Male albino laboratory rats are used routinely in many kinds of experiments. This experiment was designed to determine the requirements for protein and animo acid threonine in their food. Specifically, the experiment is interested in testing the combinations of eight levels of threonine (.2 through .9% of diet) and five levels of protein (8.68, 12, 15, 18, and 21% of diet). 200 baby rats were randomly assigned to each of the 40 conditions. Body weight and food consumtption were measured twice weekly, and the average daily weight gain over 21 days was recorded.

### Example

This experiment is interested in the blood consicentration of a drug after it has been administered. The concentration will start at zero, then go up, and back down as it is metabolized. This curve may differ depending on the form of the drug (a solution, a tablet, or a capsule).
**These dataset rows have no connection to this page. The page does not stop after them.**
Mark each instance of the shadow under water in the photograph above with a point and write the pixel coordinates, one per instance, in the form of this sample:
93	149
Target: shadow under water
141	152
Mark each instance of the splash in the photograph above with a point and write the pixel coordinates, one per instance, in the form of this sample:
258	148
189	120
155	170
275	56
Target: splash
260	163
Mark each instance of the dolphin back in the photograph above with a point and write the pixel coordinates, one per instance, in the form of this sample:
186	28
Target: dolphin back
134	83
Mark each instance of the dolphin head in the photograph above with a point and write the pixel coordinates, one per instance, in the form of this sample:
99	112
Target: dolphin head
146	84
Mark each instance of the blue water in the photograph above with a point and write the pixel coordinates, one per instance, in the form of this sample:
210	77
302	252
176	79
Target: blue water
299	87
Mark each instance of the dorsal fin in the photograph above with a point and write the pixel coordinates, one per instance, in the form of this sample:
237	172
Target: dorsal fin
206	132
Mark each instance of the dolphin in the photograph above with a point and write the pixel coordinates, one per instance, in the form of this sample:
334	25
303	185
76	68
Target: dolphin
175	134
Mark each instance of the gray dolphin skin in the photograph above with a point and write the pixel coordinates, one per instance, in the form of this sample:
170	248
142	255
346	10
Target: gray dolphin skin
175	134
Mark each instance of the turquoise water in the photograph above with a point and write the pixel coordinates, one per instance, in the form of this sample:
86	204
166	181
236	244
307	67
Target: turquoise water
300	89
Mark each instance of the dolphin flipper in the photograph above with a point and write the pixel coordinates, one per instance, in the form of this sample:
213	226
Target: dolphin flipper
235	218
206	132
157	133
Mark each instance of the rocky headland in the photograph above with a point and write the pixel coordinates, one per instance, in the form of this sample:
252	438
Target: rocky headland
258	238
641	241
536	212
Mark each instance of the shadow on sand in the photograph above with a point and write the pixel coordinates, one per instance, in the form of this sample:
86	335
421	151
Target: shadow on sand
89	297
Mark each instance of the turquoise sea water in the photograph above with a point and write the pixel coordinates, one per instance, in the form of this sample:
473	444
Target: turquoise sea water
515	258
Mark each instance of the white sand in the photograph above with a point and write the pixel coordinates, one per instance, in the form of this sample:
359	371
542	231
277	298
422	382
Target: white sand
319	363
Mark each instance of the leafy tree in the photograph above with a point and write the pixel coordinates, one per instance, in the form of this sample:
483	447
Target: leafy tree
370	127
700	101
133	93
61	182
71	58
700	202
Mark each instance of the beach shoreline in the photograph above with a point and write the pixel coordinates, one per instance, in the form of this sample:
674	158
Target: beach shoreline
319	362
We will use three subjects, and each subject will be given the drug three times, once for each method. The area under the time-concentration curve is recorded for each subject after each method of drug delivery.

### Example - Basic Factorial Design

This experiment is interested in the blood consicentration of a drug after it has been administered. The concentration will start at zero, then go up, and back down as it is metabolized. This curve may differ depending on the form of the drug (a solution, a tablet, or a capsule). We will use nine subjects, and randomly assign subjects to one of the three delivery methods. The area under the time-concentration curve is recorded for each subject after beging given the drug.

### Design Principal: Blocking

• Blocking is using a factor that is not of research interest – Affects the response
• A Block is a level of a blocking factor
• We use blocking to improve precision/power

### Three Ways to Block

1. Sort units into similar groups
• Albino rats
2. Subdivide larger chunks of material into sets of smaller peices
• Mealybug trees
3. Reuse subjects or chunks of material in each of sveral times slots
• Drug study

### Complete Block Desgin, CB[1]

• Experimental units are separated into blocks of similar units
• Then each member of a block is assigned a random treatment
• Complete means that every block x treatment combination is tested

### Inappropriate Insects

Modern zoos try to reproduce natural habitats in their exhibits as much as possible. They try to use appropriate plants, but these plants can be infested with inappropriate insects. Cycads (plants that look vaguely like palms) can be infected with mealybugs, and the zoo wishes to test three treatments: 1) water, 2) horticultural oil, and 3) fungal spores in water. Nine infested cycads are taken to the testing area. Three branches are randomly selected from each tree, and 3 cm by 3 cm patches are marked on each branch. The number of mealybugs on the patch is counted. The three treatments then get randomly assigned to the three branches for each tree. After three days the mealybugs are counted again. The change in number of mealybugs is computed ($$before-after$$).

### Inappropriate Insects

treatment tree1 tree2 tree3 tree4 tree5
oil 4 29 14 14 7
spores -4 29 4 -2 11
water -9 18 10 9 -6

Draw the factor diagram, labeling inside outside factors.